Bluffing against Idiots is not Poker: Your bluff won’t work if your opponent is not able to comprehend the danger that you pretend to unleash. So, it is wise to choose the target of your bluff. A good poker player is the one you should try to bluff, the one who is intelligent enough to understand what type of cards you represent instead of bluffing against those who are dumb to call your bluff without calculating the odds.

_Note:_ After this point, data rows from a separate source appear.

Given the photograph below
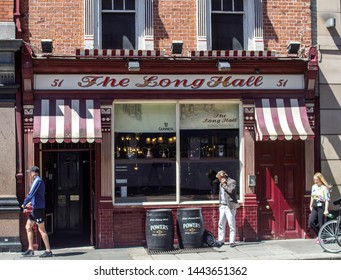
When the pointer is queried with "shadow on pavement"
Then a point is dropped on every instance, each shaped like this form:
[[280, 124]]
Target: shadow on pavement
[[68, 254]]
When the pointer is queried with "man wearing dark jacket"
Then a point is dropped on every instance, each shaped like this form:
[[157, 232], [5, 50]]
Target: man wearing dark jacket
[[36, 199], [227, 209]]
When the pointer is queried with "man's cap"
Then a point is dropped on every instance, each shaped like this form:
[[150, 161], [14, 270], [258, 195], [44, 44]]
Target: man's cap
[[33, 169], [221, 173]]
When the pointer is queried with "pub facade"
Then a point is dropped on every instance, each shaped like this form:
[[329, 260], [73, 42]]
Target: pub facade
[[120, 130]]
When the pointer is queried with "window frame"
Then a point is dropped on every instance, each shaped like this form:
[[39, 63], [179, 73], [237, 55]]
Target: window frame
[[139, 24], [248, 25]]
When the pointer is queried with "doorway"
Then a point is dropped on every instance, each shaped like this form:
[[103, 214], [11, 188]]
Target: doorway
[[280, 186], [69, 179]]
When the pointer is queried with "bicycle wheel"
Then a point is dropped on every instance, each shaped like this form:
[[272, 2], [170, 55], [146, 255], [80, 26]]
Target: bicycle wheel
[[330, 237]]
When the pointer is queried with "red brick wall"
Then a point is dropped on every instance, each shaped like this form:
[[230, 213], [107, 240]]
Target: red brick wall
[[105, 227], [63, 22], [175, 20], [286, 20], [6, 11], [59, 20]]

Your Image Matters the MostA poker table is like a theatre – it all depends on how well you are able to perform your role. If you act like a tight player who bets only while having strong hands, you have more chances of bluffing successfully. But if you act like a maniac who throws poker chips frequently, you bluff will most likely fail. So, the right practice will be to perform a role of a versatile character who is unpredictable at the poker tables. Your opponents will not dare to call your bluff and you will be successful in sealing their chips.
Build a Betting Pattern
You just can’t bet huge amounts at the river and expect your opponents not to call your bluff. A momentum needs to be built up so that your bluff gains credibility. You need to build a narrative along the lines of betting that will become stronger as the community cards stack up. For example, you have K♣ J♦ and the flop is Q♠ J♠ 7♥ where your opponent bets Rs.50 and you simply call. The turn is 5♣ making it Q♠ J♠ 7♥ 5♣ where your opponent bets Rs.75 and you call again. Now the river is 3♠ and your opponent checks; here, you have a chance to bluff with a bet of Rs.100. This will build the narrative of you having a flush and recreate a story of you waiting for a spade to arrive at the river. Your opponent will believe that you really have a flush and therefore made a huge bet to confirm your winning.
Strike from Your Position
Your position and the number of remaining poker players are important factors while executing a successful bluff. Late position gives you a vintage point to analyse the betting patterns of your opponents. If you observe that players are not raising, you can have a good chance to fool them with a big raise. However, it is also advantageous to bluff from early position by making a huge raise to represent a premium hand, as it is a known practice of raising a big raise at early position only when you have strong or premium hands. But the way you build the narrative of your bluff would matter the most as you have already raised from the early position to represent a strong hand.
Bluffing is not as easy as it sounds; it is a sophisticated art practiced by expert poker players. So use these techniques and practice them well to see how you fare at fooling your opponents with your canny bluffs.